The pizza crust slides down the conveyor belt and lands under one of two sauce dispensers, named Giorgio and Pepe. They release different amounts of sauce based on the customer's order.
The pizza continues down the line to meet Marta, the sauce-spreading robot with arms like spider legs. She distributes sauce, made from locally grown tomatoes, in seconds.
A human dresses the pie with cheeses and toppings. It's a difficult part of the process to automate because toppings come in different weights, sizes, and textures.

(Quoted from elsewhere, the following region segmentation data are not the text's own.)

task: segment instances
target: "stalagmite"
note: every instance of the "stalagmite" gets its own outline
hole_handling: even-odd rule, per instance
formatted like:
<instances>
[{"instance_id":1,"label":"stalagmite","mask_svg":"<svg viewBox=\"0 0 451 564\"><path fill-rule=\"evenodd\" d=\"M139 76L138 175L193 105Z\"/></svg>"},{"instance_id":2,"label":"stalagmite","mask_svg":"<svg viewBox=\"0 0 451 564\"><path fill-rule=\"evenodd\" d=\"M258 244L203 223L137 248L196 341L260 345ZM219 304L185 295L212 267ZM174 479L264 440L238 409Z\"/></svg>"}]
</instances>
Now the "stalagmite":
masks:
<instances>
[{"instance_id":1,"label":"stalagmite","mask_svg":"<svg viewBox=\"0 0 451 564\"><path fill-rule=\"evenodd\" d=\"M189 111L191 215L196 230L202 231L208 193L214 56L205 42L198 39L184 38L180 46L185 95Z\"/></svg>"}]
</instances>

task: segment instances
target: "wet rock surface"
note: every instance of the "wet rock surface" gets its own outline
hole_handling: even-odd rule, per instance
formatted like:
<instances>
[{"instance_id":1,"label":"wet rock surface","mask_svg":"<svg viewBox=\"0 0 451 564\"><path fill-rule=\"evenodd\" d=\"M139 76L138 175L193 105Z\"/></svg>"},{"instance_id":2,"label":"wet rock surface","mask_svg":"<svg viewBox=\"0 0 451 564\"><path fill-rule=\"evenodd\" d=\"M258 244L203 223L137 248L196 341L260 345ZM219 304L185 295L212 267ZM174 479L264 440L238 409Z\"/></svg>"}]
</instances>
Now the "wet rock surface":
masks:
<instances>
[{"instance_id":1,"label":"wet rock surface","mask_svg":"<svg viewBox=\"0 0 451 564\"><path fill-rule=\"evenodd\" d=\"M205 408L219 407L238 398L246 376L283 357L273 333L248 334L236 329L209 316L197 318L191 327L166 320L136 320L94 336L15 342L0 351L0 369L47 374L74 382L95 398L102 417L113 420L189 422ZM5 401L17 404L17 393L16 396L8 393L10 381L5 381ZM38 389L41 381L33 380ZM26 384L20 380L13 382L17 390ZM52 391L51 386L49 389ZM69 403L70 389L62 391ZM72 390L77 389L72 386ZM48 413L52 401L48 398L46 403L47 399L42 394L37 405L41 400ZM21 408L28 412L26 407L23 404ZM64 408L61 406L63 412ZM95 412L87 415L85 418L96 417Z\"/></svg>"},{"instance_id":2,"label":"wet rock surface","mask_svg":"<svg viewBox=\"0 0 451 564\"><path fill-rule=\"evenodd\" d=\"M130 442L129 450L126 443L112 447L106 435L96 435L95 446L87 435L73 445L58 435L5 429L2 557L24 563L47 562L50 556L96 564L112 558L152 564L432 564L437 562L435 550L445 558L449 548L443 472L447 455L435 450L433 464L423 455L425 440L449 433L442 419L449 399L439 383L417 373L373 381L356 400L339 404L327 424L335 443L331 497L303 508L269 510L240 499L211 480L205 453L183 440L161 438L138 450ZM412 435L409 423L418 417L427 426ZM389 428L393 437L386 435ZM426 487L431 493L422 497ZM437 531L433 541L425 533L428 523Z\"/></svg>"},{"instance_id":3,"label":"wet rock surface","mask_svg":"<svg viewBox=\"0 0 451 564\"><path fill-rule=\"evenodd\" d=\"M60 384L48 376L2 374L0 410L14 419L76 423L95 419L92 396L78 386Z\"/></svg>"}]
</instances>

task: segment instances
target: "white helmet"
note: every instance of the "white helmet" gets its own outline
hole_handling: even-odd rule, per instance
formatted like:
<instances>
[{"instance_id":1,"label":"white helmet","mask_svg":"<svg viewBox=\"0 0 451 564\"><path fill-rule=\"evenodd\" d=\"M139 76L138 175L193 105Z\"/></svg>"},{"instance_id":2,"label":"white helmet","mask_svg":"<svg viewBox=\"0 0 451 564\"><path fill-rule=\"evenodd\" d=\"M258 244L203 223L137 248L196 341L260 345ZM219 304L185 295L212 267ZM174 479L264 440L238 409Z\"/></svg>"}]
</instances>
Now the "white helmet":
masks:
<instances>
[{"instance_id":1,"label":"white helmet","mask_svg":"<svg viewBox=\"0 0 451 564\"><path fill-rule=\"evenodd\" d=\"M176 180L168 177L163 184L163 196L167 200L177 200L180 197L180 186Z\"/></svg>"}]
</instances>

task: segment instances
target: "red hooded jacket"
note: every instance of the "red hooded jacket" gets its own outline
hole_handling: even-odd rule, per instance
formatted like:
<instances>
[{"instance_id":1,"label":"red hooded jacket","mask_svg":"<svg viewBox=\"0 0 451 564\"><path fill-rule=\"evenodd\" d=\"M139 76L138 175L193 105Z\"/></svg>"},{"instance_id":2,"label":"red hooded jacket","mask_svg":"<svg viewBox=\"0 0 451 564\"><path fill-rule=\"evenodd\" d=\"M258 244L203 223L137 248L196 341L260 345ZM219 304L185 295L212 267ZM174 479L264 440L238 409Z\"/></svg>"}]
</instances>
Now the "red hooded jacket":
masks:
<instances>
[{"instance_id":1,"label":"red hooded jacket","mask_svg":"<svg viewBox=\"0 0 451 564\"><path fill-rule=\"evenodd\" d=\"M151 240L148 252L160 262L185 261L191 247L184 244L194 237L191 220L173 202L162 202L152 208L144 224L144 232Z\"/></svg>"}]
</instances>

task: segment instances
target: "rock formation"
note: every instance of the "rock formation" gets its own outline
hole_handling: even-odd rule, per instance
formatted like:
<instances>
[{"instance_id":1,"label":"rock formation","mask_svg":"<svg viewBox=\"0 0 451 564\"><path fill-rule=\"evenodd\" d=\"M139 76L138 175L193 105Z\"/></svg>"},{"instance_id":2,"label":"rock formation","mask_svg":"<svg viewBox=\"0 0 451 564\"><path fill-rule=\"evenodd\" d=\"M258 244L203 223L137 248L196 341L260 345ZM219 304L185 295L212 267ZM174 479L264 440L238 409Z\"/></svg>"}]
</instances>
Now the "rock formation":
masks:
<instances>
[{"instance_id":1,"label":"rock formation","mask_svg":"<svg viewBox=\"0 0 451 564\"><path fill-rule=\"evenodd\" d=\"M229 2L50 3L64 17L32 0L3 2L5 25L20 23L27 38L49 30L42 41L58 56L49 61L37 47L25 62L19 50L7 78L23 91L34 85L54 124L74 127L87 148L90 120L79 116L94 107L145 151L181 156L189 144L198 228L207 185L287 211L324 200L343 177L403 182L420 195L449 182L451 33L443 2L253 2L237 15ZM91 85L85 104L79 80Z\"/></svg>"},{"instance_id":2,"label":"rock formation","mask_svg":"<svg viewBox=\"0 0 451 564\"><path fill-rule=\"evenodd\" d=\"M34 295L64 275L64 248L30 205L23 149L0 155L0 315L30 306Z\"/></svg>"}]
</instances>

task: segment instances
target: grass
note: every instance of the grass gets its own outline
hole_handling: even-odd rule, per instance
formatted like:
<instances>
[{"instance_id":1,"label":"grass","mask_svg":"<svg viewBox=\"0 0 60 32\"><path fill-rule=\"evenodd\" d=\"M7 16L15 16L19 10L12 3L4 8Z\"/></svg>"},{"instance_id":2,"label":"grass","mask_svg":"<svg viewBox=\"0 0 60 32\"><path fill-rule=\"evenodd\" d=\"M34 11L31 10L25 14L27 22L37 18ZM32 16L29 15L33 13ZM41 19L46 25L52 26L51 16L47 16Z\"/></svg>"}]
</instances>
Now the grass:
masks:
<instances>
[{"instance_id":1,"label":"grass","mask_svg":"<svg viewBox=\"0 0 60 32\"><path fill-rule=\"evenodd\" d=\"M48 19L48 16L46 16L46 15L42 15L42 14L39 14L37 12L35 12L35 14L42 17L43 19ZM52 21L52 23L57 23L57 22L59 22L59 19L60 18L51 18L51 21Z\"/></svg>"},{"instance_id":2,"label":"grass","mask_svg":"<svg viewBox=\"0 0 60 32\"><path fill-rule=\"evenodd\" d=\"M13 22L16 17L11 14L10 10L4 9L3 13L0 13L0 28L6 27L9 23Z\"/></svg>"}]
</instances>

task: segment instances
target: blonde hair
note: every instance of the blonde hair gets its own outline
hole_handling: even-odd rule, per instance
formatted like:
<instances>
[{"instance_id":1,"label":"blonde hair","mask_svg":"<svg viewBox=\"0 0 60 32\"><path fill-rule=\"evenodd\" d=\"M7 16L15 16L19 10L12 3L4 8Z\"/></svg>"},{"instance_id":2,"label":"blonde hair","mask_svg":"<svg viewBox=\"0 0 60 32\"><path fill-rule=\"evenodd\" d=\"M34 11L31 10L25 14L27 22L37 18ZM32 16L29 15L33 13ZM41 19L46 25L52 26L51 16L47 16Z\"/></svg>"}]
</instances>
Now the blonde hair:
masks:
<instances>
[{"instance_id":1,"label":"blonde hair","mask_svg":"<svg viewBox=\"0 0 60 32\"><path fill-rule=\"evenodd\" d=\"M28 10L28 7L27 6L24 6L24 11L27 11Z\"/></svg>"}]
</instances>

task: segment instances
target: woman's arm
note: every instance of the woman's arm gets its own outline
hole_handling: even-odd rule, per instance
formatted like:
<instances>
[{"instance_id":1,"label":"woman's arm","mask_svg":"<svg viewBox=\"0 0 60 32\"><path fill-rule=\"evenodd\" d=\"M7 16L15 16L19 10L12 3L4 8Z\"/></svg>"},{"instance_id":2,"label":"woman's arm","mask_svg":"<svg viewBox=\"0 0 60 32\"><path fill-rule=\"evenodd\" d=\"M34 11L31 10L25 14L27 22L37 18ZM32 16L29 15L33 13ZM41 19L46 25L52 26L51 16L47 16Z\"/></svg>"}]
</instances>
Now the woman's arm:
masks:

At the end of the conveyor belt, a tall, gangly robot named Bruno sweeps the pizza onto a rack and raises it to the oven door.
The oven cooks the pizza for about a minute at 800 degrees, which allows pockets of gas in the dough to expand and release and gives the crust bounce.
It emerges on the other side crispy and piping hot.
A human slides the pizza into Zume's proprietary, self-cleaning pizza slicer, which crops the pie into eight perfectly proportioned slices.
Each 14-inch pizza costs between $10 and $20, including delivery. By comparison, a large cheese pizza from Domino's, which also stretches 14 inches, starts at $15.99 and the price goes up with toppings. Domino's adds a delivery fee up to $3 and encourages tipping.
Zume, on the other hand, is a "no-tipping business."
The website says, "Hospitality is included in our pricing and we compensate the entire Zume team in an equitable and competitive way."
A human packages the order in an untraditional pizza delivery box, made from sustainably farmed sugarcane fiber, which is recyclable and compostable.
The bottom of the container has sloped ridges and a recess in the center that force liquids to pool where they won't touch pizza and make it soggy in transit.
In September 2016, Zume debuted a new kind of delivery vehicle.
It goes out for service with all the pizza-making supplies it needs for the day. The pizzas are cooked en route and delivered fresh as can be.
Zume has collected so much customer data since launch, it can "predict what pizza you want before you even order it," Collins said.
According to the company's predicative analytics, people tend to order pizza on the weekday around the same time and have it delivered to the same location.
It allows Zume to predict a density of orders in any given area. It loads up the delivery trucks with the pizzas it thinks customers will want and sends them to that area in anticipation. This technology allows Zume to make lightning fast deliveries.